You give it your all and really put yourself out there, but still, all your efforts doesn’t seem to lead you to the right partner. Frustrating is too weak a word to describe how you truly feel.
Mature dating is more arduous for a variety of reasons, ranging from health to emotional baggage. Those are already given and can barely be modified. There are other reasons that baby boomers do that make their dating life harder than it should be. Here are some to avoid:
We all have a list of qualities that we like to see in our potential mate and that’s fairly normal. Tall, broad shoulders, thick and slightly wavy hair, salt-and-pepper scruff, perfectly trimmed nails, brown eyes…okay, let’s cut through the hogwash and just say, “I want George Clooney!”

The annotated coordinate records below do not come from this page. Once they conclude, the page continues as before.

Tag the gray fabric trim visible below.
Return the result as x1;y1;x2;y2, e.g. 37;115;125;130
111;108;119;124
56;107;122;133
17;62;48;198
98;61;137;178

A model mate is a blueprint for what you think will be the quintessential factor of a successful relationship. If he has all the qualities on your checklist, then he must be the best match for you, right? Wrong. Being with your Mr. Perfect will not guarantee you a helluva good relationship. What about those that don’t have broad shoulders or touchable hair? They can be far better in terms of emotional and intellectual levels.
“People don’t know what they want until you show it to them,” so said Steve Jobs. Show yourself a different idea of a guy. Break your own rigid rules and start the relationship based on how you feel, not on some list you created while watching E.R.
Looking for the “Other Half”
This is another common mistake that a lot of people make when looking for a mate. They view potential significant others as someone who will emotionally be their other half, someone who will complete them and whose absence will make their world fall apart.
That notion is a whole lot of crap. You can’t expect someone to fix you, complete you or make you whole. That’s your job! You should only enter a relationship when you are absolutely sure that you are 100% happy and contented with your life, yourself. Treat your mate as an addition to a whole, not as your half.
Fear of Rejection
Rejection has always been given a more negative connotation than necessary. A lot of people date less because of this fear. They do a lot of ‘affective forecasting’ – a prediction of how one will feel towards a certain future situation. We are terrible at this. We get scared of so many things because we fear how we’re going to react to a bad situation.
Yes, it hurts to be rejected, but it shouldn’t kill your vibe! When someone shoves you away for someone else, that doesn’t mean that you are totally un-datable. It only means that you didn’t meet his ‘pigeonhole’ and that’s okay. Yes, it is painful and demeaning, but being rejected does not sum up your personality.
Rejection helps you to straighten your brain and toughen your heart to fight for what you want…and get what you want eventually. Rejection builds courage. The best solution? Go out more, get rejected more! Conquering your fear of rejection produces a liberating effect. Free yourself from this fear, expose yourself to the bad in order to achieve the good.
No matter how much you try to hide it, desperation reeks. It’s like a strong force that can be sensed from miles away. You’re too available, clingy, eager and always willing are signs of desperation. Not.Good.
Have some dignity. Age is never a good excuse to become desperate. You’ll just push men or women away when they see that you are truly desperate. Honestly, desperate people are pretty scary. Love yourself, take care of yourself and believe that good things will always happen and make them happen.